In his Organisational Behaviour and Analysis: An Integrated Approach, Derek Rollinson points to the importance of looking at the leader-follower relationship through the prism of “reciprocal causality.” This concept presupposes that in healthy leader-follower interaction the influence between leaders and followers happens simultaneously, reciprocally, and continuously.
Ignoring, or neglecting, the principle of reciprocal causality in affiliate program management leads to authoritative and insensitive style of working with affiliates. Managers/merchants who do not bother to develop awareness of basic affiliates’ perspectives, fail to properly define affiliates — as independent, self-managing marketers, who place high value on their personal freedom, family life, personal goals, and independence from any form of higher management — and, as a result, their affiliate programs either underperform or fail altogether.

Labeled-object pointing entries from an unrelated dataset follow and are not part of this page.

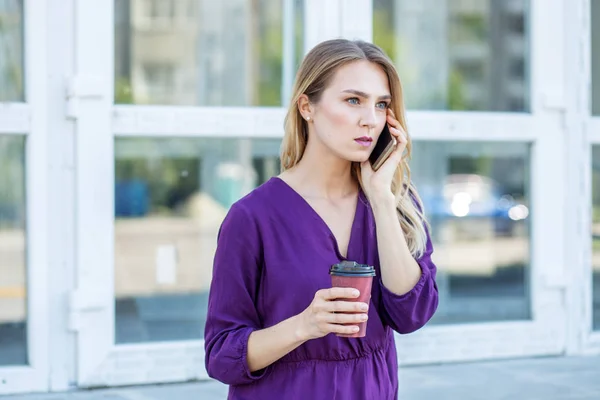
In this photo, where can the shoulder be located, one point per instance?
(251, 209)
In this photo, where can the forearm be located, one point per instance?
(399, 270)
(268, 345)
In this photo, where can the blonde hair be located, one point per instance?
(313, 77)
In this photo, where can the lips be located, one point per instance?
(364, 141)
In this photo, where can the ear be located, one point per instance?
(305, 107)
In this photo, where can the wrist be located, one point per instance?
(298, 330)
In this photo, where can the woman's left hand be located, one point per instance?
(377, 184)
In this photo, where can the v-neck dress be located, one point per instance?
(273, 254)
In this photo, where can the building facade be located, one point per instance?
(129, 127)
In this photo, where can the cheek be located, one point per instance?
(337, 116)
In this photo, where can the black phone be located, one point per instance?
(386, 143)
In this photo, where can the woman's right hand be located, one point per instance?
(326, 314)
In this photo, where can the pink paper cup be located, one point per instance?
(349, 274)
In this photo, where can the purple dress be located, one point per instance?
(273, 254)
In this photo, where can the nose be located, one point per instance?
(369, 118)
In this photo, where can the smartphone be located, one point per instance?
(386, 143)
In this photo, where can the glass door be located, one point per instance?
(486, 147)
(23, 205)
(193, 123)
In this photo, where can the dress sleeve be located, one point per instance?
(232, 315)
(411, 311)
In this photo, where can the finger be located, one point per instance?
(346, 318)
(365, 167)
(393, 121)
(338, 293)
(346, 306)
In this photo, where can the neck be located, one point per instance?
(322, 174)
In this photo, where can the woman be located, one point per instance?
(272, 314)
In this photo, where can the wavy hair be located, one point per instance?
(316, 72)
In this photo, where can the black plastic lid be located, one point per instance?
(352, 268)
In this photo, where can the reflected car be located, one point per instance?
(472, 196)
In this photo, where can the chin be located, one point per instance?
(358, 157)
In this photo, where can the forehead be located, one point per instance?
(362, 75)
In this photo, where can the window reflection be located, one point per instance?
(13, 272)
(596, 237)
(458, 54)
(11, 50)
(202, 52)
(171, 196)
(476, 197)
(595, 39)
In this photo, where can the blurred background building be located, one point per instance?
(129, 127)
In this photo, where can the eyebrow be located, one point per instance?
(365, 95)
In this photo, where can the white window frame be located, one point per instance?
(584, 132)
(20, 120)
(91, 315)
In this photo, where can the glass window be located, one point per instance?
(595, 31)
(458, 54)
(171, 196)
(596, 237)
(203, 52)
(11, 50)
(477, 200)
(13, 293)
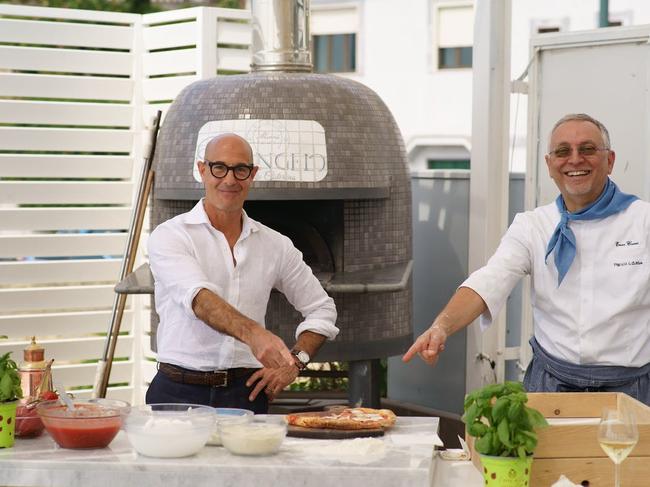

In “The Strategy Team” paper published in 1998 by K.A. Smith and H.P. Smith, Jr in Leading Organizations: Perspectives for a New Era, the authors reminded us that leadership “always occurs in the context of others.” Regardless of the situation or the type of the organization, “all leadership is interactive” and “all leadership should be collaborative.” Leadership isolated from the understanding of values, talents, personal and professional goals of the followers is not leadership by definition. It is top-down directive management. Leaders, on the other hand, “need to understand their followers far more than followers need to understand leaders.” This need reaches its pinnacle (becoming a compulsory requirement) in the context of affiliate program management.